The Gland meeting itself was a result of sustained campaign by dam-critics from all over the world demanding the rejection of a review of 50 WB-funded dams by the bank's operation evaluation department (OED) in August 1996. Forty-nine NGOs from 21 countries, including the Centre for Science and Environment, New Delhi, had urged the commissioning of "a comprehensive, unbiased and authoritative review of past WB lending for large dams".
This demand thus seems to have been accepted at the subsequent Gland meeting. However, the demand for a moratorium on the provision of loans, credits, guarantees and other forms of support for large dams until the review commission is established, remains unaddressed.
Participants denounced the conclusion of the OED report which states that the benefits of large dams "far outweighed" their costs.
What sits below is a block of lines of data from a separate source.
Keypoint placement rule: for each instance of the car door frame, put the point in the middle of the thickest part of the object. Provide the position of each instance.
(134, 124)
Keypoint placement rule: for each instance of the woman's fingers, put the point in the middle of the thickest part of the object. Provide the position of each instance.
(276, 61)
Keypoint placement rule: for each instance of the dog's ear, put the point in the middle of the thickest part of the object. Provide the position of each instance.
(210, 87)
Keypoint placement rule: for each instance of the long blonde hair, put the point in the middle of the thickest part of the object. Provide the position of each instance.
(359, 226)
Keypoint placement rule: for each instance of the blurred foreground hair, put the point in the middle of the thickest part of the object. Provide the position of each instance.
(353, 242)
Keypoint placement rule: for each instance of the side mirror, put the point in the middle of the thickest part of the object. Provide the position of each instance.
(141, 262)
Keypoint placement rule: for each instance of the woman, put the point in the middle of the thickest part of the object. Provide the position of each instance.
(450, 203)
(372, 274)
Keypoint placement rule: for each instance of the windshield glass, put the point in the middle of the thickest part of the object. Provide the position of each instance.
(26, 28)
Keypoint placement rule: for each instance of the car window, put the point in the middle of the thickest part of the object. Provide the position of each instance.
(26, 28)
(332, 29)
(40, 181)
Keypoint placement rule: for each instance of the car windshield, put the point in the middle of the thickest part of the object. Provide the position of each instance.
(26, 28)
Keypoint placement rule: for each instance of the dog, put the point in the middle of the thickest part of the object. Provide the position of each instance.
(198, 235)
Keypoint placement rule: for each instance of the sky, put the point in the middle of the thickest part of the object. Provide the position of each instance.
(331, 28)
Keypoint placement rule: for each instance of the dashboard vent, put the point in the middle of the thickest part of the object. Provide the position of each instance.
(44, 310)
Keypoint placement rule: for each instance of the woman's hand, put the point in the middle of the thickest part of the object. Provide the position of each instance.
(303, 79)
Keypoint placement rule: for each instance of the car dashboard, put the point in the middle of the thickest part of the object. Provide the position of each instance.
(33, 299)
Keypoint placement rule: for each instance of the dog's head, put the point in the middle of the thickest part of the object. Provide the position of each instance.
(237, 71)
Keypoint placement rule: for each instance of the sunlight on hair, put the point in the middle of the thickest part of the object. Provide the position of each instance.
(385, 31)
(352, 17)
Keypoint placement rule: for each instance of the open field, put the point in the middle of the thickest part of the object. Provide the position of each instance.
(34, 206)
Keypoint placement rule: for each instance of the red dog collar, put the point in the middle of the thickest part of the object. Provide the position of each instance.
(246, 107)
The International Rivers Network, a US based NGO, has found that figures used in the review "appear systematically to exaggerate actual project benefits". OED's figures for hydropower production from individual dams, for example, appear to exaggerate actual electricity production by as much as 100 per cent.
Over the next six months, IUCN will work with the WB to find funding sources for the independent review initiative, establish its terms of reference and select five to eight commissioners. Once established, the review will have two years to receive submissions, hold hearings, commission studies and publish its conclusions.
Shripad Dharmadhikary, who represented India's Narmada Bachao Andolan (Save the Narmada Movement), welcomed the decision to set up an independent review commission but added that it would not lessen the intensity of the campaigns against dams, to bring justice for dam-affected people and for the implementation of equitable and sustainable alternatives.
Peter Bosshard, secretary of the Switzerland advocacy group Bern Declaration, said, "We are aware that we will need to be constantly vigilant to ensure that the review is truly independent and that its terms of reference are as comprehensive as agreed in Gland."